El Gobierno deja de ser árbitro y garante de los derechos de todos para convertirse en agitador, en instigador de confrontaciones sociales. En lugar de proteger a los ciudadanos de los escraches, los organiza, los justifica o los tolera, según convenga al guion del día. Cuando un Ejecutivo alienta las manifestaciones que cree que lo refuerzan —aunque sean abiertamente sectarias— y logra con ellas dirigir la conversación pública, el señuelo ha surtido efecto. Su estrategia ha funcionado. Asesorados con precisión por sus verdaderos encuestólogos —no los del CIS de Tezanos, que solo fabrican humo para el consumo externo, sino los que trabajan en la sombra con datos bien calibrados—, han escogido al chivo expiatorio ideal: el «judío eterno», la figura demonizada que sirve como catalizador no del odio, sino de algo más peligroso: la certeza moral. Nadie hace más daño que las huestes morales teledirigidas desde el poder y seguras de estar del lado correcto.
La confusión interesada entre pueblo judío, ciudadano de Israel, Estado de Israel y Gobierno de ese país es extraordinariamente grave y profundamente inmoral. Que desde el propio Gobierno se alentara el intento de reventar la Vuelta Ciclista a España —simplemente porque uno de los equipos participantes cuenta con patrocinio israelí— constituye un acto grotesco, indigno y de una bajeza que todavía sorprende por la facilidad con que se ha logrado normalizarlo.
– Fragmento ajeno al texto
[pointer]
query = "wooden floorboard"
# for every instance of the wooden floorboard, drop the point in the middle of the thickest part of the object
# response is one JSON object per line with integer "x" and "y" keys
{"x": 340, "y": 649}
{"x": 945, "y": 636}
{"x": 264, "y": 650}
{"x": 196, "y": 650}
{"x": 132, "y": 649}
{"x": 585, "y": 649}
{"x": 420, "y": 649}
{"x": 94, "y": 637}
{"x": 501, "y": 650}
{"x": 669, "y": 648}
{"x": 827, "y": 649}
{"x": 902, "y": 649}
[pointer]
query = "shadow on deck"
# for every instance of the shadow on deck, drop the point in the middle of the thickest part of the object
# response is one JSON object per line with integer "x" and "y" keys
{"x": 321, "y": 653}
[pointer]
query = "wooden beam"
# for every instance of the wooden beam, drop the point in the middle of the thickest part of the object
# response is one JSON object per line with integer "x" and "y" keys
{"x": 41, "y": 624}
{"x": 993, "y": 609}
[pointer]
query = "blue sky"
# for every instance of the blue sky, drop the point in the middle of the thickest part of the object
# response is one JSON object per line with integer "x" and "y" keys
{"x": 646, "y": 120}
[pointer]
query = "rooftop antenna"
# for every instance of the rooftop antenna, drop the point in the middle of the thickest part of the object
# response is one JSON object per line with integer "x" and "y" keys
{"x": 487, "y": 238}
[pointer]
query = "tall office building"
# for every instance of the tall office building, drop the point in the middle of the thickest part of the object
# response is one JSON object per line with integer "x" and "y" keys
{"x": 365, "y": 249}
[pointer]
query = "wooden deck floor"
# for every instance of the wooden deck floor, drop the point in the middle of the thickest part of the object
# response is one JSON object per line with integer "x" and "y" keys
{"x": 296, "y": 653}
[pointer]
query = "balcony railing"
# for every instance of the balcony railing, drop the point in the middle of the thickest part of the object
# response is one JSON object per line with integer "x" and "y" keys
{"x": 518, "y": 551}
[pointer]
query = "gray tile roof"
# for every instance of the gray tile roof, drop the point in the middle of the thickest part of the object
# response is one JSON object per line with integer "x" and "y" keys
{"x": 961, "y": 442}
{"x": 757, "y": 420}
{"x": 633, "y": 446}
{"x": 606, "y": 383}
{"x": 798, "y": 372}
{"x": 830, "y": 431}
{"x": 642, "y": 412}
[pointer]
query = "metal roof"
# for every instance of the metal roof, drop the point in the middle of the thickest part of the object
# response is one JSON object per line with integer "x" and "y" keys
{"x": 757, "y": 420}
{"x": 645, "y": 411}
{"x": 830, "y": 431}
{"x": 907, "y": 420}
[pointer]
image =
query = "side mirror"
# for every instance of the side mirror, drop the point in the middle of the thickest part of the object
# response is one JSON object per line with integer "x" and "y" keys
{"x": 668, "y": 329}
Para justificarlo, se impone un filtro moral totalitario: si te opones a esta burda manipulación, entonces eres cómplice de la muerte de niños en Gaza. Es un chantaje emocional infantil en términos intelectuales, pero profundamente peligroso en términos sociales. Y peor aún, eficaz: en términos políticos.
Al día siguiente de la inhibición policial que permitió boicotear la etapa final de la Vuelta —cómo no, en el Madrid de Ayuso—, una librería infantil de Barcelona amaneció con pintadas antisemitas y amenazas explícitas por ser su dueño, un ciudadano español, un judío. Escenas que remiten a lo peor de la historia reciente de Europa: aquella espiral de odio que comenzó el 30 de enero de 1933, cuando Hitler fue nombrado canciller de la República de Weimar, y finalizó el 8 de mayo de 1945, con la derrota incondicional del régimen nazi. Nadie puede decir que no está avisado. La historia no se repite exactamente, pero sí rima. Estamos en uno de sus estridentes estribillos. ¿Qué sigue? ¿Estrellas de David en las calles?
Por ello, me niego a entrar al trapo de las acciones de guerra del Gobierno de Netanyahu en respuesta al brutal ataque terrorista del 7 de octubre de 2023 y la manifiesta vocación genocida de Hamás, movimiento islamista que gobierna Gaza desde 2007 con puño de hierro. Ese debate, complejo y profundamente envenenado, es solo un señuelo. Discutirlo en los grotescos términos morales que quiere imponer el Gobierno —una simplificación maniquea donde todo el que no aplaude la consigna oficial es tachado de cómplice— es una trampa propagandística de manual. El verdadero tema no es Israel ni Gaza, aunque sea un tema urgente en sí mismo. El verdadero tema es España, su democracia y su deriva populista. Y ante eso, la conclusión es tan clara como urgente: Pedro Sánchez delendum est.